The plaintiff, Foster Enterprises, Inc., filed this action in the Circuit Court of La Salle County, seeking specific performance and damages for breach of a certain contract it had entered into with the defendant, Germania Federal Savings and Loan Association. A jury returned a verdict for the plaintiff, awarding it specific performance and money damages in the amount of $257,000. In a post-verdict ruling the trial court set aside the award of specific performance but permitted the damage award to stand. Both the plaintiff and defendant have appealed the verdict of the circuit court.

Prior to October 1974, Germania had loaned money to a certain *24contractor/developer for the purpose of constructing apartment projects in Batavia, Mount Vernon, Sterling and Peru, Illinois. As a result of the lender’s inadequate supervision of periodic payouts, it became necessary to foreclose on the partially completed Peru project, for which Germania received a sheriff’s deed in December, 1975. For nearly a year and a half, the financial institution attempted unsuccessfully to sell the unfinished apartments or alternatively to enter into a contract with a builder to finish the project.

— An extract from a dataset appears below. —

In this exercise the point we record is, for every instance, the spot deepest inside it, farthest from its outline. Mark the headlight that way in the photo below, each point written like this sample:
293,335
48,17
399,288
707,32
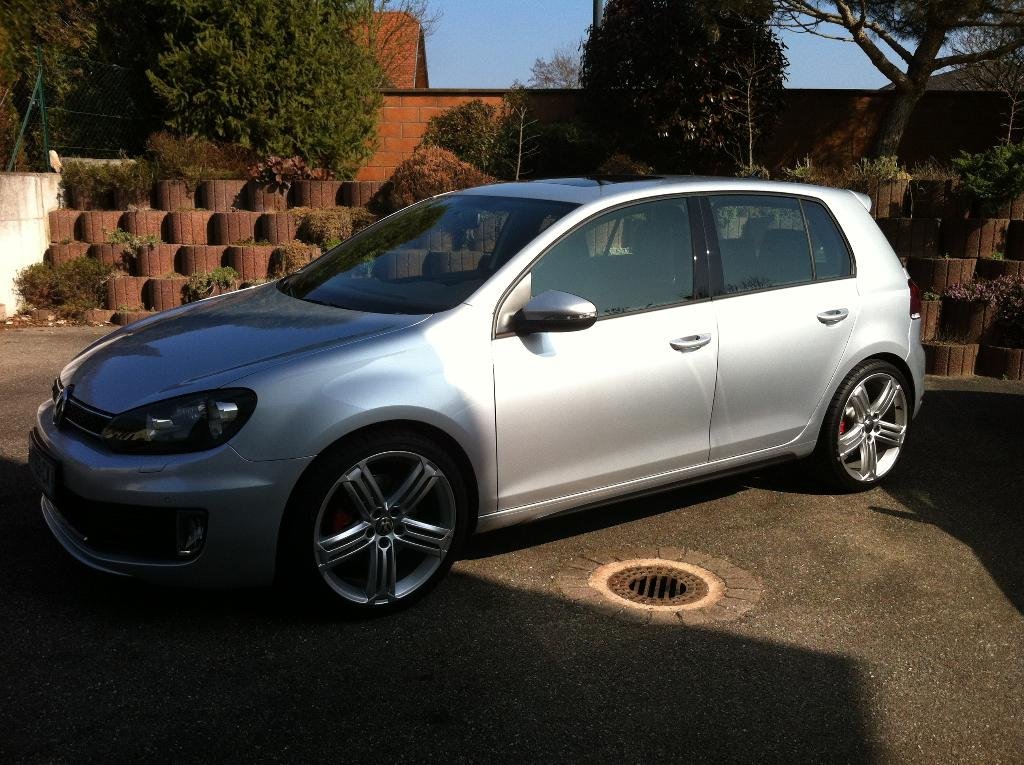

These attempts became more urgent as the City of Peru (City) filed condemnation proceedings seeking a court order mandating the repair or demolition of the incomplete buildings. The Peru project included three partially completed buildings containing 52 apartments. One of the three buildings was four inches out of plumb and the other buildings had been vandalized. The real estate described in the sheriff’s deed also included over four acres of excess land upon which numerous concrete slab foundations had been constructed.

The idled apartment project commanded Germania’s utmost attention when on May 20, 1977, as a result of the City’s condemnation action, the La Salle County Circuit Court entered an order directing work to commence on the property within five days or the buildings would be razed at Germania’s expense. Prior to May 20,1977, negotiations had been initiated between Germania and the plaintiff for the sale and/or repair of the Peru project. On May 26, 1977, the negotiations between Foster and Germania culminated in an agreement which was prepared by Ger-mania’s president, William Osborne. Osborne hand-carried the agreement from Alton to Bloomington where he met with agents of Foster, and thereafter left for Peru where a local contractor was obtained to move construction equipment onto the project site. The City was notified that construction had begun.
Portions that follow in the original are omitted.